Sweet Streams: Into the Emerald Triangle’s Murder Mountain

My grandfather, Roscoe Mallam (aka “Jake”) Prior, grew up on a cattle ranch in southern Humboldt County, where his family had been living for generations. The so-called Tooby-Prior Ranch was nestled among beautiful grassy mountain tops and deep redwood groves just outside the small town of Blocksburg, CA. His wife, Edwina, taught classes in a since-abandoned one-room school, a historical landmark that still stands. Grandpa Jake grew up herding cattle on horseback, could saddle a horse with one hand while holding one of his ever-present cigarettes in the other.

I have some fond memories of being on the ranch back in the mid-1970s, riding horses, wearing a cowboy hat and running around with an empty rifle looking for rattlesnakes. I also remember going to a relative’s wedding at a local park where I probably heard the Grateful Dead for the first time and and definitely smelled something strange in the air. Later on, I was told that we wouldn’t be going back to the ranch again, and that a bunch of my second cousins were now on the wrong side of the law, whatever that meant.

All these memories came flooding back to me recently as I watched the opening episode of Netflix’s fascinating four part series Murder Mountain, which explores the high rate of missing people and a troubling series of recent murders in Humboldt County, as well as the history of illegal marijuana farming in the area and the ongoing effort by local farmers to trust local authorities enough to transition into a legal cannabis industry. Better known as the so-called “Emerald Triangle,” Humboldt, Trinity and Mendocino Counties are  the source of up to 80 percent of the marijuana that ends up on America’s black market. After exploring the difficulties of tracking down missing people in such a remote and densely-wooded area, the show gradually begins to focus on one particular missing person who was last seen in a town called Alderpoint, which is located  about ten miles south of Blocksburg down a winding country road.

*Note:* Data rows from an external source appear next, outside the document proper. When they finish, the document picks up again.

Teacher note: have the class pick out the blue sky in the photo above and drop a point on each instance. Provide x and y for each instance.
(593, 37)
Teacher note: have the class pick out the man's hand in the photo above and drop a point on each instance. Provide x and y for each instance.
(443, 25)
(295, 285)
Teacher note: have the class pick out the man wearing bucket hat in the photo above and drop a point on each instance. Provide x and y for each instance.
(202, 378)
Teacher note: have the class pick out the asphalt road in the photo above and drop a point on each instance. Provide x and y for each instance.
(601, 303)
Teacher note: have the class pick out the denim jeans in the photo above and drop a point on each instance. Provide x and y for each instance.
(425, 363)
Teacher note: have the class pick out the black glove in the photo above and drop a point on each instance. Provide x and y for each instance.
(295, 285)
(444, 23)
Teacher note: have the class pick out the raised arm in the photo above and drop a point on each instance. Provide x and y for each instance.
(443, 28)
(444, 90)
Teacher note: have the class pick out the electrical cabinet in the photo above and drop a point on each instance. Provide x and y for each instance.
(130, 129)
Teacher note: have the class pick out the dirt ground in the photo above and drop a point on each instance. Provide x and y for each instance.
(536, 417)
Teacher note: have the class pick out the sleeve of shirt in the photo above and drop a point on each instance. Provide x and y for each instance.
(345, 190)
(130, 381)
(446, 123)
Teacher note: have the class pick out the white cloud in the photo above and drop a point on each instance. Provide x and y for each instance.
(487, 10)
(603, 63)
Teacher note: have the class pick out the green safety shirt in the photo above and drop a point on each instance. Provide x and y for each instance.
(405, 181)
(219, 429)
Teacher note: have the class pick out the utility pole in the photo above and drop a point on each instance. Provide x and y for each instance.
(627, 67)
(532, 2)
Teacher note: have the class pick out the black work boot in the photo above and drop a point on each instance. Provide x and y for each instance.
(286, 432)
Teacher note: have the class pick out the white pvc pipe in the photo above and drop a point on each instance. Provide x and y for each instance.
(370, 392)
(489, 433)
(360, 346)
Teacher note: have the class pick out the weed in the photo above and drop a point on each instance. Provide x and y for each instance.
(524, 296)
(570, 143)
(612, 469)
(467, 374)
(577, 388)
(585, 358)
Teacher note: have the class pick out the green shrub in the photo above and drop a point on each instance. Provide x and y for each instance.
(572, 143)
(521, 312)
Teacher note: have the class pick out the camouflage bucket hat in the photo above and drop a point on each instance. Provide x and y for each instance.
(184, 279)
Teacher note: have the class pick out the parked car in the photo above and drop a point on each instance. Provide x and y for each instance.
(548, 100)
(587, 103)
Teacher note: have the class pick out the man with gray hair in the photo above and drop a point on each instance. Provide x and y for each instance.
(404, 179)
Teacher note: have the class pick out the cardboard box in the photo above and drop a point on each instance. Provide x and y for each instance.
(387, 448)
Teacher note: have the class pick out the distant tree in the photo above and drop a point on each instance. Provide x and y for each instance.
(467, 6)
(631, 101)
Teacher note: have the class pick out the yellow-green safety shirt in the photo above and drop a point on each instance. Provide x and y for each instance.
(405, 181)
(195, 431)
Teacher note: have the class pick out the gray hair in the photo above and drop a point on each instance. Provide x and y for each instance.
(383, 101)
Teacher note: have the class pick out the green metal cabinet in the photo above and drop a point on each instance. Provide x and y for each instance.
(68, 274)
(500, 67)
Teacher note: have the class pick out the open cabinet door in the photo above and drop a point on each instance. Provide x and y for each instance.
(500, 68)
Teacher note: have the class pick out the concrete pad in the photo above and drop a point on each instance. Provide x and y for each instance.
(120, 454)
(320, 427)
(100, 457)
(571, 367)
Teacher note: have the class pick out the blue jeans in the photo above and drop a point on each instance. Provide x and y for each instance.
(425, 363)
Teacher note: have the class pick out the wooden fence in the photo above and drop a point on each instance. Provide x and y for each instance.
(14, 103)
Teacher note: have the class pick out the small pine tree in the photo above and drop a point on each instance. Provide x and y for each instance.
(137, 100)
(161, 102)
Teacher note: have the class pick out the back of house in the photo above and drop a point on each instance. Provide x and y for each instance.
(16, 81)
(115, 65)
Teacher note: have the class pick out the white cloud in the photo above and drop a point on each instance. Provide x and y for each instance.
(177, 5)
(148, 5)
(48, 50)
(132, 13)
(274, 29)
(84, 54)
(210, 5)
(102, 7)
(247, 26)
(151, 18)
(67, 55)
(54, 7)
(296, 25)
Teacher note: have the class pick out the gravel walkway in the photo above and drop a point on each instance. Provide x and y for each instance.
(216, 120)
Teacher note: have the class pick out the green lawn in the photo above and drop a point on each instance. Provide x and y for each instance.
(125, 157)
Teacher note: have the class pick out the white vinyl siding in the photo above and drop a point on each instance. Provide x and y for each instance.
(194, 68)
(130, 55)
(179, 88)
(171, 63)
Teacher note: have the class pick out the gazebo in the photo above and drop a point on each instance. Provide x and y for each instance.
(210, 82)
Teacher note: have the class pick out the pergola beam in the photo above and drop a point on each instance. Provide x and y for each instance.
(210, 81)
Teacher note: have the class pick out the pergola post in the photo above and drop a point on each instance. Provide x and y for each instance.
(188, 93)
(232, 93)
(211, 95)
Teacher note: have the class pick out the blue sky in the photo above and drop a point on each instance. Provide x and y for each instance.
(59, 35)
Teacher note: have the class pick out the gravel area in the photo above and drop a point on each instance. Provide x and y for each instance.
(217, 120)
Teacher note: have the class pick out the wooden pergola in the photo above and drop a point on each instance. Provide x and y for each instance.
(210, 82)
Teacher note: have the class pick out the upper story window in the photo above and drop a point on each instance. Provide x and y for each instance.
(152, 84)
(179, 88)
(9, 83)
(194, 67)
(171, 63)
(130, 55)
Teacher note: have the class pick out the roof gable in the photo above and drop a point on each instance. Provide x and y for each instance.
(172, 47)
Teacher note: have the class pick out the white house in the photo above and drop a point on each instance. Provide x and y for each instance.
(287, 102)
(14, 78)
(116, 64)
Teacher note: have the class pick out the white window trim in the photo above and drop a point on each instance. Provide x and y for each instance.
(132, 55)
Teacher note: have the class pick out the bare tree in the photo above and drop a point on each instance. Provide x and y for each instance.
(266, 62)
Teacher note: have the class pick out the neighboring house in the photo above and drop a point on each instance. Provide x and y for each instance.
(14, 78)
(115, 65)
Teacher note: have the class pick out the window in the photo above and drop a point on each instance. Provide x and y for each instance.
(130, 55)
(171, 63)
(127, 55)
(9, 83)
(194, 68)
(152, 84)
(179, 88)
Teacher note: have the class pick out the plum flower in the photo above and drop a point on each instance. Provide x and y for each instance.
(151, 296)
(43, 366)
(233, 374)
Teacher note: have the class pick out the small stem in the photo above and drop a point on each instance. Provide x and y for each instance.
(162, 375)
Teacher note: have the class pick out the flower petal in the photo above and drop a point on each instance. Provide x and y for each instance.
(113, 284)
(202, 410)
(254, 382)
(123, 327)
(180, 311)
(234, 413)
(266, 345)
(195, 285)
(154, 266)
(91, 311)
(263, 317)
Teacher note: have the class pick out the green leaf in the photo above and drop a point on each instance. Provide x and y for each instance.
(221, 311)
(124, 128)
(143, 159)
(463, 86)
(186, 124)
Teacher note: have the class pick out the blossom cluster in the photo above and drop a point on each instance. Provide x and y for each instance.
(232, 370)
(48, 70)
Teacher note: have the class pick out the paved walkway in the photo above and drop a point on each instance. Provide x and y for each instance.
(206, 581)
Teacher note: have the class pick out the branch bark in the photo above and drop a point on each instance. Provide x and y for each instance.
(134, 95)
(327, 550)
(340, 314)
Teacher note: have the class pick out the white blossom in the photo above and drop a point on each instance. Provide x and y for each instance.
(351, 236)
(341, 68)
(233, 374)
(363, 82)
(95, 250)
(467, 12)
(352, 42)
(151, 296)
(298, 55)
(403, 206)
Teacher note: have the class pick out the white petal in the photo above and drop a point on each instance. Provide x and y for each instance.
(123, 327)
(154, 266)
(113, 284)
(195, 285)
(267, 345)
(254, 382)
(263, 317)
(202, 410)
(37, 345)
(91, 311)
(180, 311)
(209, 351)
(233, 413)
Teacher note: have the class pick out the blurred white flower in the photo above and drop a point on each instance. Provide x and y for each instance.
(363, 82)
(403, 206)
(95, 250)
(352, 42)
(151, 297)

Murder Mountain is a gripping exploration of how the Emerald Triangle came to be what it is today: one of the last true patches of America’s wild west, where pot brokers from all over the country show up to smuggle weed back east.I did some reporting on the Emerald Triangle’s underground marijuana trade for this paper several years ago, where among other things, I visited a secret grow operation just across the river from Alderpoint. As quickly becomes apparent in Murder Mountain, it’s not just difficult for families, private investigators or local cops to locate missing people because of the challenging geography. It’s more that a sizable majority of the local people scraping by off cannabis cultivation up in the hills just don’t want to talk to cops, and the cops really don’t enjoy talking to them. Serving a search warrant or inspecting a marijuana field in those hills often involves dealing with heavily armed people wearing bandanas over their faces and riding around on all-terrain vehicles, their properties guarded by locked gates, angry dogs, and occasionally booby traps.

But what makes Murder Mountain a truly watchable, if somewhat grim, viewing experience is the story that gradually unfolds regarding a San Diego fishing enthusiast who opted to invest in a black market marijuana crop and then disappeared without a trace. At the risk of spoiling the suspense, it ultimately isn’t law enforcement who solves the crime, but local vigilantes who grab their weapons and confront the culprit in the middle of the night, demanding to know where the body is buried. The story of what happens next–as well as what doesn’t happen next–is an incredibly compelling tale that is best left to viewers to enjoy for themselves without spoilers. And the very fact that everything that happens in Murder Mountain is true–and that almost nobody outside the Emerald Triangle has even been aware of it until now–makes it all the more impresssive to finally see onscreen.